Fire Safety Standards and Flame Retardants
Flame retardants are substances that change the nature of combustible plastic materials making them more ignition resistant. In most products they primarily stop fires from starting or slow the rate of ignition. These properties significantly delay flame and fire development which in turn save lives in homes and buildings by increasing the time for occupants to escape and fire fighters to respond. It is important to understand the term ‘flame retardant’ refers to a functional role and not a particular chemistry. There are many types of flame retardants and the choice in any product or material design combines performance and safety from all dimensions. They offer a critical first layer of prevention in societal fire minimisation strategies and their value should not be easily dismissed.

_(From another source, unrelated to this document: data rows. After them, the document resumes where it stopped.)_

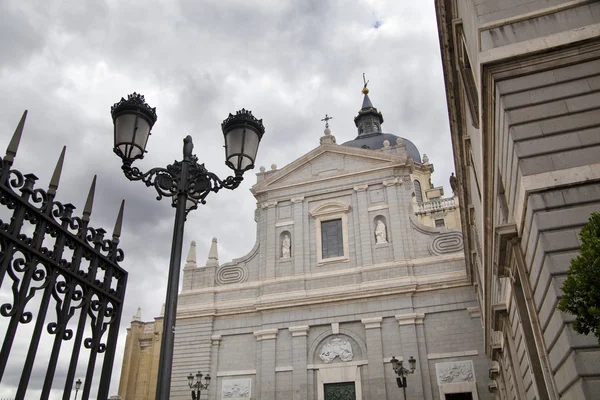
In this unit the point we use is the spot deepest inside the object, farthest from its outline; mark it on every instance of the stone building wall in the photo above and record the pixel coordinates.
(266, 325)
(527, 151)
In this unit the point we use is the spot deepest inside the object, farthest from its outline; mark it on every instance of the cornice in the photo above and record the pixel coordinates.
(389, 287)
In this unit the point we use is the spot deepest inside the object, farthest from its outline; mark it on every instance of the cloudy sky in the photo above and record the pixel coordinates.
(290, 62)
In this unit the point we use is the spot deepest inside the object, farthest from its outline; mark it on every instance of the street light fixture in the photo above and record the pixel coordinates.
(403, 372)
(197, 386)
(77, 387)
(187, 182)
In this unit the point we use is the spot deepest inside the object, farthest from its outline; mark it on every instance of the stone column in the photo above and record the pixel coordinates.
(397, 222)
(410, 347)
(299, 361)
(214, 363)
(365, 224)
(375, 357)
(404, 209)
(297, 239)
(266, 375)
(422, 344)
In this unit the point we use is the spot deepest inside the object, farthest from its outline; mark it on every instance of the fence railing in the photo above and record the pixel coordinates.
(69, 269)
(430, 206)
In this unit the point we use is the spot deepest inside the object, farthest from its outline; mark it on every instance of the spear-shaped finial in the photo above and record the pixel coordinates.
(57, 171)
(11, 150)
(87, 209)
(119, 222)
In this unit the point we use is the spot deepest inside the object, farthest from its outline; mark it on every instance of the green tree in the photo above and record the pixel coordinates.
(582, 286)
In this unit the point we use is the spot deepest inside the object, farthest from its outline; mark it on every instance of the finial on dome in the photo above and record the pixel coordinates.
(190, 261)
(213, 254)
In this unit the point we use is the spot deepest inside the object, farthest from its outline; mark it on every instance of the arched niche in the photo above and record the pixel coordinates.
(381, 230)
(285, 245)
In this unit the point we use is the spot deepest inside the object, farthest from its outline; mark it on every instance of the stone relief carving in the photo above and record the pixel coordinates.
(286, 246)
(237, 388)
(231, 274)
(445, 243)
(336, 347)
(380, 233)
(455, 372)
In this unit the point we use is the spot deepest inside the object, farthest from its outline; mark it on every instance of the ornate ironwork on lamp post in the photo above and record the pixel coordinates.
(403, 372)
(77, 387)
(197, 386)
(187, 182)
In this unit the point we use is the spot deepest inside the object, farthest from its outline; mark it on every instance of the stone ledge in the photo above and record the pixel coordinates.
(266, 334)
(467, 353)
(236, 373)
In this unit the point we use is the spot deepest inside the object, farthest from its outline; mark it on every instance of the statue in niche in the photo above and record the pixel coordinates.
(286, 246)
(380, 233)
(336, 347)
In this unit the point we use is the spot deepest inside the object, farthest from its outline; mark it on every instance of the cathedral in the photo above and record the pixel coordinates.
(358, 264)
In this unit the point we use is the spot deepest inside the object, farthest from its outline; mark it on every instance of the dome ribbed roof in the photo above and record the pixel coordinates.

No fire safety standard specifically mandates the use of chemical flame retardants. Their use is related to enabling a material or polymer to meet performance tests set in relevant fire safety standards for products and materials.
While there have been concerns with respect to a few specific flame retardants in the past twenty years, this is not indicative of a movement away from using chemical flame retardants internationally. It is true that a handful of states in the USA have adopted restrictions on the application of chemical flame retardants in children’s toys and furniture. However, the majority of states continue to enforce robust fire safety standards and allow the use of chemical flame retardants as a means of meeting best-in-class fire safety standards. California instituted a change in furniture flammability requirements in 2015, in order to reduce the use of flame retardants in furniture. However, the impact of this change on fire deaths and injuries in the intervening period requires careful analysis. Recent work by Blais et. al suggests that the impact may be retrograde.
 Blais, Matthew S., Karen Carpenter, and Kyle Fernandez. “Comparative Room Burn Study of Furnished Rooms from the United Kingdom, France and the United States.” Fire Technology (2019): 1-26.